A collaboration between the Chancellor’s office and all UCI deans has yielded UCI’s next fundraising campaign, the Big Ideas Challenge. The plan was based off of a campaign from UC Davis, which involved faculty, but UCI will be the first to directly involve students in the campaign process. Only a handful of universities have attempted a campaign involving all their campus stakeholders — faculty, students and staff.
Speaking of the administrative campaign preparation, Karen T. Isble, the associate vice chancellor of University Advancement, said, “That’s a relatively small number of folks that are focusing at the high level of what they see they need for each of their schools, or other key parts of the university — student services and things of that nature. What we wanted to do as part of thinking about UCI’s next big fundraising campaign was getting more input from across campus.”
The Big Ideas Challenge will require participants to align their idea with the UCI strategic plan, a set of specific goals laid out by university administrators as guideposts to broadly define the path administration wishes to take in improving UCI as an institution. The Big Ideas Challenge will allow students, faculty and staff to contribute to the improvement process through the creation of an idea which aligns with the goals of the strategic plan and showcase areas in which UCI is emerging as a leader. On the Big Ideas website, a link to the strategic plan will be provided so students can read it and put their projects into the context of the strategic plan.
Participants are encouraged to use multi-disciplinary and multi-organizational approaches to their ideas and collaborate with not only with campus organizations, faculty, staff and students across all schools, but also with non-profit organizations outside of UCI.
“Not all the great ideas might come out of school leadership,” said Isbel. “So we wanted to give an opportunity for the community if they’re interested, if they’ve got an idea that would take UCI to the next level.”
“When we introduced UCI’s strategic plan, which sets out a bold road map for UCI’s growth, we knew it was vital to involve the entire university community in the goal-setting process,” said Chancellor Howard Gillman in a letter to students Feb. 1.
“As we’re thinking about things that will go into the Big Ideas Challenge, we are looking for things that will have a relatively immediate impact,” said Isbel. Although there is not a specific time limit for the project, projects should feasibly be completed in a reasonable amount of time, so there can be room to support more than one project during the campaign. “This is not a project that takes twenty years,” Isble said.
“Why do we want to do this now, why is it important — what’s happening around the world, what’s happening on campus, what’s happening in California — whatever it may be that makes it important for this project to be adopted now.”
Winners of the Big Ideas Challenge will have their idea featured as a main component of the fundraising campaign — there will be an overall winner and two runner ups. Proposals will be reviewed first by a panel of students, staff and faculty judges, based on the criteria outlined on the Big Ideas website. Ultimately, final proposals will be reviewed by the Chancellor himself to determine the three winning ideas that will be featured in the fundraising campaign. The Department of University Advancement will review each idea and compile them into a catalog of potential future funding opportunities for the duration of the campaign. According to Isble, this list could be referred to when further into the campaign, especially if a potential donor is passionate about a certain cause covered by one of the finalist Big Ideas.

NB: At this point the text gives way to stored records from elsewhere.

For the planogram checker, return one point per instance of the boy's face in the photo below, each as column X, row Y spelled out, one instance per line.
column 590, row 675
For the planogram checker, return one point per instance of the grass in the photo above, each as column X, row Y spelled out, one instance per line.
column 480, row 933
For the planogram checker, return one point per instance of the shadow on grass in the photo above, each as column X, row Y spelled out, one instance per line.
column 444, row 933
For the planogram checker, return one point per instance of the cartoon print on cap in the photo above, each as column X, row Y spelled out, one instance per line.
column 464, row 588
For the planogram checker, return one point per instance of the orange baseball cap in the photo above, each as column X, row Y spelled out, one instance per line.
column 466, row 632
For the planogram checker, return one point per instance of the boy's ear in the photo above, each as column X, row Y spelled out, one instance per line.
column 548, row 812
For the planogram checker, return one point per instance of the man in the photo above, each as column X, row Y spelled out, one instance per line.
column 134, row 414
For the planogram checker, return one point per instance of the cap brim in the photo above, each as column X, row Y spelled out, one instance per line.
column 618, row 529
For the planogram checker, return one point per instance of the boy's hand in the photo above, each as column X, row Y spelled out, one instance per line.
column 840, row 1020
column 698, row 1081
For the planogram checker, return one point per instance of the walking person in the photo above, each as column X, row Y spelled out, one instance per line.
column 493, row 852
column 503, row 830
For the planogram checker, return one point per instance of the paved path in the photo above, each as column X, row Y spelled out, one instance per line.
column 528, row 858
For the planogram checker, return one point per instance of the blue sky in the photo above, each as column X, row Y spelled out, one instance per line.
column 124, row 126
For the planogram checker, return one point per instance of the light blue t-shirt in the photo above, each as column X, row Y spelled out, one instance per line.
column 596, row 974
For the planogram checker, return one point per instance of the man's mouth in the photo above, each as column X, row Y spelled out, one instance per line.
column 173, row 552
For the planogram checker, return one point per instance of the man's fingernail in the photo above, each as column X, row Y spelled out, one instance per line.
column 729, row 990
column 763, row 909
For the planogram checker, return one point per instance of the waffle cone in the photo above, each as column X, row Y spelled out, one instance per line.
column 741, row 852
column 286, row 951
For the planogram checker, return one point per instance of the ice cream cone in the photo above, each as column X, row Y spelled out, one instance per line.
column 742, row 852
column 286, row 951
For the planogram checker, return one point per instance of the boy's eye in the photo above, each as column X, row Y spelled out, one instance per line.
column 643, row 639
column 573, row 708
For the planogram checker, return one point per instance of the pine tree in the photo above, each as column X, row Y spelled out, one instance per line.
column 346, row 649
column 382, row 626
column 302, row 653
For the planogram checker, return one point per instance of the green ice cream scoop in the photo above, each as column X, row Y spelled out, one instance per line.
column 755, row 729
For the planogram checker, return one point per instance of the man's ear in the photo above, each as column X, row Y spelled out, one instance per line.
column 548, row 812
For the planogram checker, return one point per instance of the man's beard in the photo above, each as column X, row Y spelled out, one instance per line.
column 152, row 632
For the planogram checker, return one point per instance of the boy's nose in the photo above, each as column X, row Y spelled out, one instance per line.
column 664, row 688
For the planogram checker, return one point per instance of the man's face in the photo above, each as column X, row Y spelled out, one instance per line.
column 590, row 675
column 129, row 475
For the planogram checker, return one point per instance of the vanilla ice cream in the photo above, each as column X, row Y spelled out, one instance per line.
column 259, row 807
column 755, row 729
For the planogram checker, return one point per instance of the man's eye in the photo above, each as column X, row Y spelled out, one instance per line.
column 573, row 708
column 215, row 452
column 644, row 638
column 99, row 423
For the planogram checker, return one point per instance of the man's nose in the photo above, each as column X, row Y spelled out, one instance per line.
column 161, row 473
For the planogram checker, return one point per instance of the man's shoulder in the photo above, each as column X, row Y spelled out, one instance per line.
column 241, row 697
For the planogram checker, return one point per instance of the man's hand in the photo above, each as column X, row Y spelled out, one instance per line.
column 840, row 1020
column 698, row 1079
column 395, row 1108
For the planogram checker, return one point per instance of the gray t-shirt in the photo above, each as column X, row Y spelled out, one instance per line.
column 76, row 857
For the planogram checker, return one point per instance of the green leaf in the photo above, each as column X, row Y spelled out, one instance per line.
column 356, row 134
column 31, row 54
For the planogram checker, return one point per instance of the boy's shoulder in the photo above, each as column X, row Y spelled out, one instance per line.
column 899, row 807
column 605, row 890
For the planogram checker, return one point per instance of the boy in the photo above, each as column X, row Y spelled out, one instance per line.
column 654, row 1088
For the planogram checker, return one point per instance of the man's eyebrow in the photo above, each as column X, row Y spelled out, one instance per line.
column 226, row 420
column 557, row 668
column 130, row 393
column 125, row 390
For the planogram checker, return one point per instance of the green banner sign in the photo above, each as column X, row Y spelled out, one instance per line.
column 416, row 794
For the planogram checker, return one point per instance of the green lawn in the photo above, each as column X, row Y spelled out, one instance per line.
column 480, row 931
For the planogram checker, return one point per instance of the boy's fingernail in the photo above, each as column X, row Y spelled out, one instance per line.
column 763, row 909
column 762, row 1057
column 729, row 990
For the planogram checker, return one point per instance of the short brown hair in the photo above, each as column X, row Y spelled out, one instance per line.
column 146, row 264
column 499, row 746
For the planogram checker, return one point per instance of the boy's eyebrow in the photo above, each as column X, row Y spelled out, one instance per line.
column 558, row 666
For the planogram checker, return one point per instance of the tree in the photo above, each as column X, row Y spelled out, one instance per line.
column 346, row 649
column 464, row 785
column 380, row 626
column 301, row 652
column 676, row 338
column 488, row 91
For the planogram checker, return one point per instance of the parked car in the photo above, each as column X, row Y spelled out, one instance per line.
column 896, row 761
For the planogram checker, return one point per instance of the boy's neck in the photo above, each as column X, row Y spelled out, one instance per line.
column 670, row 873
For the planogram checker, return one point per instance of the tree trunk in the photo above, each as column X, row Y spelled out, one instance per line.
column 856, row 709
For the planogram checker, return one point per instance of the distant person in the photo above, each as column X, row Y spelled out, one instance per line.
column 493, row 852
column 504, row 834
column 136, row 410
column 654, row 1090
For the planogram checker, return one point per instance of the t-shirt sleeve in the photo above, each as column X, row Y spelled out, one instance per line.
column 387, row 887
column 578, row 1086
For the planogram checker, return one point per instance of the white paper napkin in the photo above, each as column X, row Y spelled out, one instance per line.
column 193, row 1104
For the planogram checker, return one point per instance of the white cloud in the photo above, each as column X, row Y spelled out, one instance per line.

“This doesn’t guarantee that any of them will get picked up in the future, but at least we’ll have that when it’s time to do some more brainstorming,” said Isble. The Big Ideas created throughout the contest will be added to the catalogue of ideas the UCI deans have already planned to implement in higher levels of university planning.
The campaign will focus on bringing more private donors to the university to cushion against state budget cuts that continue to slash funding for higher education institutions.
“A campaign is really just to take the work that we do as fundraisers day to day and year to year, and put it under this umbrella that creates a sense of excitement and urgency, and messaging around ‘Why now, and why UCI?’ It won’t necessarily change the way we fundraise, but it will give us an exciting script to work from that is a single voice under one campaign,” said Isble. The Big Idea Challenge is a chance for the university to broaden the scope of ideas to present to potential donors.
UCI’s previous fundraising campaign, the Shape the Future campaign, successfully raised $1 billion to support student and faculty research, improve student programs and services and fund 500 scholarships and grants, including the prestigious Dalai Lama Scholarship.
Isble emphasized the excitement she feels at the “grand experiment” UCI is embarking on with the Big Ideas Challenge.
“What that gives is ownership and pride. It brings everyone to the table, so creating that sort of awareness; a sense that this is not University Advancement’s campaign, this is not the Chancellor’s campaign, this is the whole university’s campaign.”